Sample of speed for Unicode

340 Unicode Symbols and 10^4 iterations (340 x 10000); Filter: L"nime**haru*02*Magica"

algorithms (see impl. from algo) +icase [x32] +icase [x64]
Find + Find ~58ms ~44ms
Iterator + Find ~57ms ~46ms
Getline + Find ~59ms ~54ms
Iterator + Substr ~165ms ~132ms
Iterator + Iterator ~136ms ~118ms
main :: based on Iterator + Find ~53ms ~45ms
​ ​
Final algorithm - EXT version: ~50ms ~26ms
Final algorithm - ESS version: ~50ms ~27ms
​ ​
regexp-c++11(regex_search) ~59309ms ~53334ms
regexp-c++11(only as ^match$ like a '==') ~12ms ~5ms
regexp-c++11(regex_match with endings .*) ~59503ms ~53817ms

ESS vs EXT

350 Unicode Symbols and 10^4 iterations (350 x 10000);

Operation (+icase) EXT [x32] ESS [x32] EXT [x64] ESS [x64]
ANY ~54ms ~55ms ~32ms ~34ms
ANYSP ~60ms ~59ms ~37ms ~38ms
ONE ~56ms ~56ms ~33ms ~35ms
SPLIT ~92ms ~94ms ~58ms ~63ms
BEGIN --- ~38ms --- ~19ms
END --- ~39ms --- ~21ms
MORE --- ~44ms --- ~23ms
SINGLE --- ~43ms --- ~22ms

For .NET users through Conari engine:

Same test Data & Filter: 10^4 iterations

Release cfg; x32 or x64 regXwild (Unicode)

Attention: For more speed you need upgrading to Conari 1.3 or higher !

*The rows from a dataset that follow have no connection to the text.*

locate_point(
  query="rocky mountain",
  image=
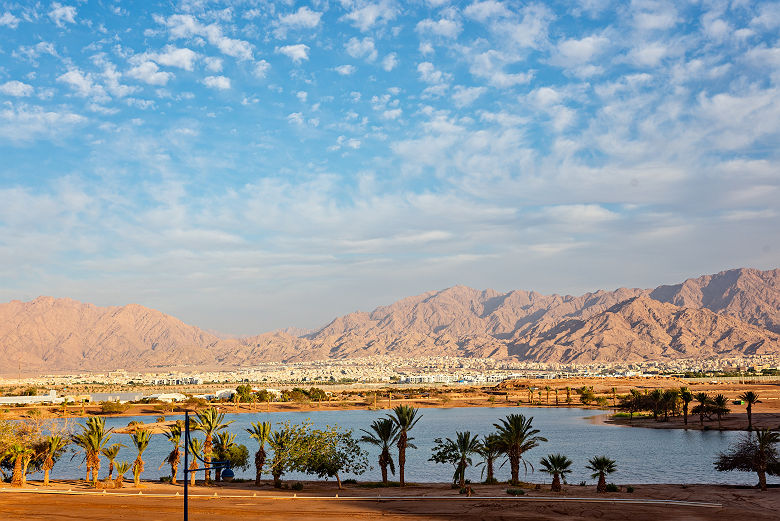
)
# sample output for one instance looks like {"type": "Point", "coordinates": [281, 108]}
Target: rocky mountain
{"type": "Point", "coordinates": [730, 313]}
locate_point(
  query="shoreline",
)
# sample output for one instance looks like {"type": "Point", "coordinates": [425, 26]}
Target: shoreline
{"type": "Point", "coordinates": [421, 501]}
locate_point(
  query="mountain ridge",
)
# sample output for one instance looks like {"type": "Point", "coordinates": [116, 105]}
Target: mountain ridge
{"type": "Point", "coordinates": [730, 313]}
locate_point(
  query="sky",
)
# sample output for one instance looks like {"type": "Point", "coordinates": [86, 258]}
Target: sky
{"type": "Point", "coordinates": [253, 165]}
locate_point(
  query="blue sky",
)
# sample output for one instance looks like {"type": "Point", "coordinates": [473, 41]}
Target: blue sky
{"type": "Point", "coordinates": [252, 165]}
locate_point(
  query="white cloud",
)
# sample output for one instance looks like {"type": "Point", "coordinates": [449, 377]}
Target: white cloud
{"type": "Point", "coordinates": [489, 65]}
{"type": "Point", "coordinates": [361, 48]}
{"type": "Point", "coordinates": [390, 62]}
{"type": "Point", "coordinates": [62, 14]}
{"type": "Point", "coordinates": [444, 27]}
{"type": "Point", "coordinates": [429, 73]}
{"type": "Point", "coordinates": [149, 72]}
{"type": "Point", "coordinates": [213, 64]}
{"type": "Point", "coordinates": [16, 88]}
{"type": "Point", "coordinates": [217, 82]}
{"type": "Point", "coordinates": [303, 18]}
{"type": "Point", "coordinates": [9, 20]}
{"type": "Point", "coordinates": [187, 26]}
{"type": "Point", "coordinates": [296, 53]}
{"type": "Point", "coordinates": [23, 123]}
{"type": "Point", "coordinates": [345, 70]}
{"type": "Point", "coordinates": [465, 96]}
{"type": "Point", "coordinates": [366, 15]}
{"type": "Point", "coordinates": [483, 11]}
{"type": "Point", "coordinates": [261, 69]}
{"type": "Point", "coordinates": [84, 85]}
{"type": "Point", "coordinates": [171, 56]}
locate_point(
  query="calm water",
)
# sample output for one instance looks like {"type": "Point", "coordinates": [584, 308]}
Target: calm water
{"type": "Point", "coordinates": [642, 455]}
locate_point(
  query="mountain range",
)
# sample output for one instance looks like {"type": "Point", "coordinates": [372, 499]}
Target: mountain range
{"type": "Point", "coordinates": [731, 313]}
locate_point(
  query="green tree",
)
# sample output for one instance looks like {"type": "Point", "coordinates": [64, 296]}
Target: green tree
{"type": "Point", "coordinates": [92, 440]}
{"type": "Point", "coordinates": [334, 451]}
{"type": "Point", "coordinates": [687, 397]}
{"type": "Point", "coordinates": [383, 434]}
{"type": "Point", "coordinates": [750, 398]}
{"type": "Point", "coordinates": [260, 432]}
{"type": "Point", "coordinates": [558, 466]}
{"type": "Point", "coordinates": [753, 453]}
{"type": "Point", "coordinates": [517, 436]}
{"type": "Point", "coordinates": [601, 466]}
{"type": "Point", "coordinates": [405, 417]}
{"type": "Point", "coordinates": [141, 439]}
{"type": "Point", "coordinates": [704, 406]}
{"type": "Point", "coordinates": [457, 452]}
{"type": "Point", "coordinates": [111, 452]}
{"type": "Point", "coordinates": [490, 450]}
{"type": "Point", "coordinates": [54, 447]}
{"type": "Point", "coordinates": [210, 421]}
{"type": "Point", "coordinates": [174, 457]}
{"type": "Point", "coordinates": [121, 469]}
{"type": "Point", "coordinates": [720, 406]}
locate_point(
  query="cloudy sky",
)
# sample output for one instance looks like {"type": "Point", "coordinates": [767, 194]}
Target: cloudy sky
{"type": "Point", "coordinates": [250, 165]}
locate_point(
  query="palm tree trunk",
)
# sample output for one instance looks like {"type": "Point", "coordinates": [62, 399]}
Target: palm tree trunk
{"type": "Point", "coordinates": [602, 486]}
{"type": "Point", "coordinates": [762, 480]}
{"type": "Point", "coordinates": [556, 486]}
{"type": "Point", "coordinates": [16, 480]}
{"type": "Point", "coordinates": [193, 466]}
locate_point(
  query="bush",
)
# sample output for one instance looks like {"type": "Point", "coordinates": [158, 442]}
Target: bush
{"type": "Point", "coordinates": [113, 407]}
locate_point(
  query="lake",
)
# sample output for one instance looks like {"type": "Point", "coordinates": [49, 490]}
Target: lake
{"type": "Point", "coordinates": [642, 455]}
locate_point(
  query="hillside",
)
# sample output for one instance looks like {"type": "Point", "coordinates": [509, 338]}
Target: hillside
{"type": "Point", "coordinates": [730, 313]}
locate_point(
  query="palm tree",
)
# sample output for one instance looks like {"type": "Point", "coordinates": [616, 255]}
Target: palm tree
{"type": "Point", "coordinates": [195, 448]}
{"type": "Point", "coordinates": [173, 458]}
{"type": "Point", "coordinates": [656, 398]}
{"type": "Point", "coordinates": [210, 421]}
{"type": "Point", "coordinates": [53, 447]}
{"type": "Point", "coordinates": [92, 439]}
{"type": "Point", "coordinates": [121, 469]}
{"type": "Point", "coordinates": [17, 452]}
{"type": "Point", "coordinates": [223, 442]}
{"type": "Point", "coordinates": [753, 454]}
{"type": "Point", "coordinates": [687, 397]}
{"type": "Point", "coordinates": [669, 402]}
{"type": "Point", "coordinates": [141, 440]}
{"type": "Point", "coordinates": [557, 465]}
{"type": "Point", "coordinates": [517, 436]}
{"type": "Point", "coordinates": [601, 466]}
{"type": "Point", "coordinates": [720, 406]}
{"type": "Point", "coordinates": [405, 419]}
{"type": "Point", "coordinates": [465, 446]}
{"type": "Point", "coordinates": [703, 407]}
{"type": "Point", "coordinates": [260, 432]}
{"type": "Point", "coordinates": [490, 450]}
{"type": "Point", "coordinates": [111, 453]}
{"type": "Point", "coordinates": [750, 398]}
{"type": "Point", "coordinates": [385, 434]}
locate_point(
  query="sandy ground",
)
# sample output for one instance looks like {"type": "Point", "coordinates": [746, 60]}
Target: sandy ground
{"type": "Point", "coordinates": [429, 502]}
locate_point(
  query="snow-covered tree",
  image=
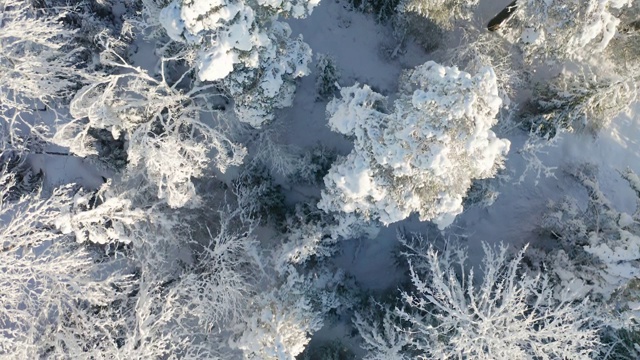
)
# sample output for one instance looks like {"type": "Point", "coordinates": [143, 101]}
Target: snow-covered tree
{"type": "Point", "coordinates": [444, 13]}
{"type": "Point", "coordinates": [382, 338]}
{"type": "Point", "coordinates": [51, 284]}
{"type": "Point", "coordinates": [170, 132]}
{"type": "Point", "coordinates": [241, 44]}
{"type": "Point", "coordinates": [507, 315]}
{"type": "Point", "coordinates": [37, 64]}
{"type": "Point", "coordinates": [327, 76]}
{"type": "Point", "coordinates": [599, 249]}
{"type": "Point", "coordinates": [481, 49]}
{"type": "Point", "coordinates": [422, 156]}
{"type": "Point", "coordinates": [284, 318]}
{"type": "Point", "coordinates": [557, 30]}
{"type": "Point", "coordinates": [581, 102]}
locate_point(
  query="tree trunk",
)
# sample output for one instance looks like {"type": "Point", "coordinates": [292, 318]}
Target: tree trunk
{"type": "Point", "coordinates": [502, 16]}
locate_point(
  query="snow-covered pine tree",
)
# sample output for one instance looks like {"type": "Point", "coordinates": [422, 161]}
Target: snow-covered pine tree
{"type": "Point", "coordinates": [327, 77]}
{"type": "Point", "coordinates": [558, 30]}
{"type": "Point", "coordinates": [284, 318]}
{"type": "Point", "coordinates": [420, 156]}
{"type": "Point", "coordinates": [599, 250]}
{"type": "Point", "coordinates": [584, 101]}
{"type": "Point", "coordinates": [243, 45]}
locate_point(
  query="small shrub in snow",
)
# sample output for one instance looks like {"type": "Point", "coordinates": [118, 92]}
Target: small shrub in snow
{"type": "Point", "coordinates": [327, 76]}
{"type": "Point", "coordinates": [257, 186]}
{"type": "Point", "coordinates": [422, 156]}
{"type": "Point", "coordinates": [308, 237]}
{"type": "Point", "coordinates": [332, 350]}
{"type": "Point", "coordinates": [284, 318]}
{"type": "Point", "coordinates": [443, 13]}
{"type": "Point", "coordinates": [599, 250]}
{"type": "Point", "coordinates": [314, 166]}
{"type": "Point", "coordinates": [508, 315]}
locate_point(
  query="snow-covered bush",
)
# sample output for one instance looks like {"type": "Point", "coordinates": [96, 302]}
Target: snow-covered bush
{"type": "Point", "coordinates": [427, 21]}
{"type": "Point", "coordinates": [268, 149]}
{"type": "Point", "coordinates": [580, 102]}
{"type": "Point", "coordinates": [556, 30]}
{"type": "Point", "coordinates": [241, 44]}
{"type": "Point", "coordinates": [51, 285]}
{"type": "Point", "coordinates": [422, 156]}
{"type": "Point", "coordinates": [37, 67]}
{"type": "Point", "coordinates": [382, 335]}
{"type": "Point", "coordinates": [599, 250]}
{"type": "Point", "coordinates": [309, 236]}
{"type": "Point", "coordinates": [25, 179]}
{"type": "Point", "coordinates": [508, 315]}
{"type": "Point", "coordinates": [283, 319]}
{"type": "Point", "coordinates": [168, 141]}
{"type": "Point", "coordinates": [327, 77]}
{"type": "Point", "coordinates": [315, 164]}
{"type": "Point", "coordinates": [259, 196]}
{"type": "Point", "coordinates": [334, 350]}
{"type": "Point", "coordinates": [481, 49]}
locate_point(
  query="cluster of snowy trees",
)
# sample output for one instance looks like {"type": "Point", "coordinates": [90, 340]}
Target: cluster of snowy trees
{"type": "Point", "coordinates": [191, 246]}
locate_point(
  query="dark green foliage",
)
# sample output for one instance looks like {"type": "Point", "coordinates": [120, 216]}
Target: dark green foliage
{"type": "Point", "coordinates": [317, 162]}
{"type": "Point", "coordinates": [333, 350]}
{"type": "Point", "coordinates": [620, 344]}
{"type": "Point", "coordinates": [383, 10]}
{"type": "Point", "coordinates": [26, 179]}
{"type": "Point", "coordinates": [257, 183]}
{"type": "Point", "coordinates": [111, 151]}
{"type": "Point", "coordinates": [327, 76]}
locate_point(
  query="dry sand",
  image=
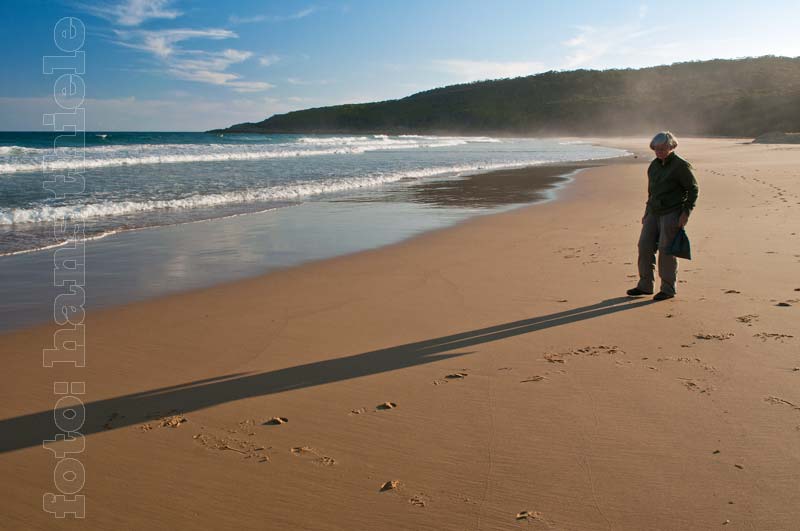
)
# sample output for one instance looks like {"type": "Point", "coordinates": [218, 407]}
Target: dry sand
{"type": "Point", "coordinates": [486, 376]}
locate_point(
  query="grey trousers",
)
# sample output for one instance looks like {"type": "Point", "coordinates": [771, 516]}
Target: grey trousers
{"type": "Point", "coordinates": [657, 234]}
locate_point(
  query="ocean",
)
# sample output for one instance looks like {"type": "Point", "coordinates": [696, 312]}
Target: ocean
{"type": "Point", "coordinates": [135, 180]}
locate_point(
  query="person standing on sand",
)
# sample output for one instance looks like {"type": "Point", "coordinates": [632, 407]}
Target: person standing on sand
{"type": "Point", "coordinates": [671, 195]}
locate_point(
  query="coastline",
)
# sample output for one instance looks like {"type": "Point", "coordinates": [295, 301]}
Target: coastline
{"type": "Point", "coordinates": [574, 403]}
{"type": "Point", "coordinates": [149, 262]}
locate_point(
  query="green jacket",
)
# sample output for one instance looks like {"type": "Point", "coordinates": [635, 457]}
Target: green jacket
{"type": "Point", "coordinates": [671, 186]}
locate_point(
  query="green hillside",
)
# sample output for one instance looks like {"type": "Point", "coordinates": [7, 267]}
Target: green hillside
{"type": "Point", "coordinates": [742, 97]}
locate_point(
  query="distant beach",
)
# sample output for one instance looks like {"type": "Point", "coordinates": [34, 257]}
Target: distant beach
{"type": "Point", "coordinates": [487, 375]}
{"type": "Point", "coordinates": [264, 203]}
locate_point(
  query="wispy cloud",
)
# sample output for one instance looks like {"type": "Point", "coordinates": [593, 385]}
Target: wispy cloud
{"type": "Point", "coordinates": [298, 81]}
{"type": "Point", "coordinates": [131, 12]}
{"type": "Point", "coordinates": [161, 43]}
{"type": "Point", "coordinates": [235, 19]}
{"type": "Point", "coordinates": [468, 70]}
{"type": "Point", "coordinates": [268, 60]}
{"type": "Point", "coordinates": [593, 44]}
{"type": "Point", "coordinates": [175, 111]}
{"type": "Point", "coordinates": [194, 65]}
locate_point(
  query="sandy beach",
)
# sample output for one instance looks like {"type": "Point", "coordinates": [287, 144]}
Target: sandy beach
{"type": "Point", "coordinates": [494, 370]}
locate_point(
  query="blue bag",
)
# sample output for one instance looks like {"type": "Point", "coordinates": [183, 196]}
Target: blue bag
{"type": "Point", "coordinates": [680, 246]}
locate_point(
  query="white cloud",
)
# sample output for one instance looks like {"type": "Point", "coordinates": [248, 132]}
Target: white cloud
{"type": "Point", "coordinates": [161, 42]}
{"type": "Point", "coordinates": [298, 81]}
{"type": "Point", "coordinates": [194, 65]}
{"type": "Point", "coordinates": [604, 47]}
{"type": "Point", "coordinates": [235, 19]}
{"type": "Point", "coordinates": [132, 12]}
{"type": "Point", "coordinates": [467, 70]}
{"type": "Point", "coordinates": [268, 60]}
{"type": "Point", "coordinates": [134, 114]}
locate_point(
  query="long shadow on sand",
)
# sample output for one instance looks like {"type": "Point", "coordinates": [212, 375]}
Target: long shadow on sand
{"type": "Point", "coordinates": [30, 430]}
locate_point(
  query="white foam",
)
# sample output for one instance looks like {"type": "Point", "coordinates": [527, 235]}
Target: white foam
{"type": "Point", "coordinates": [296, 191]}
{"type": "Point", "coordinates": [82, 158]}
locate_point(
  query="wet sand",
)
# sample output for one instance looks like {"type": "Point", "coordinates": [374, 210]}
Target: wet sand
{"type": "Point", "coordinates": [486, 376]}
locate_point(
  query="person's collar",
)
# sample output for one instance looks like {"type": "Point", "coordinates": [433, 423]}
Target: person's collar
{"type": "Point", "coordinates": [669, 158]}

algorithms (see impl. from snet) +icase [x32] +icase [x64]
regXwild via Conari v1.2 (Lambda) - ESS ~1032ms ~1418ms x
regXwild via Conari v1.2 (DLR) - ESS ~1238ms ~1609ms x
regXwild via Conari v1.2 (Lambda) - EXT ~1117ms ~1457ms x
regXwild via Conari v1.2 (DLR) - EXT ~1246ms ~1601ms x
​ ​
regXwild via Conari v1.3 (Lambda) - ESS ~58ms ~42ms <<
regXwild via Conari v1.3 (DLR) - ESS ~218ms ~234ms
regXwild via Conari v1.3 (Lambda) - EXT ~54ms ~35ms <<
regXwild via Conari v1.3 (DLR) - EXT ~214ms ~226ms
​ ​
.NET Regex engine [Compiled] ~38310ms ~37242ms
.NET Regex engine [Compiled]{only ^match$} < 1ms ~3ms
.NET Regex engine ~31565ms ~30975ms
.NET Regex engine {only ^match$} < 1ms ~1ms

How to get regXwild

regXwild v1.1+ can also be installed through NuGet same for both unmanaged and managed projects.

For .NET it will put x32 & x64 regXwild into $(TargetDir). Use it with your .net modules through Conari and so on.

x64 + x32 Unicode + MultiByte modules;

Please note: Modern regXwild packages will no longer be distributed together with Conari. Please consider to use it separately, Conari nuget packages.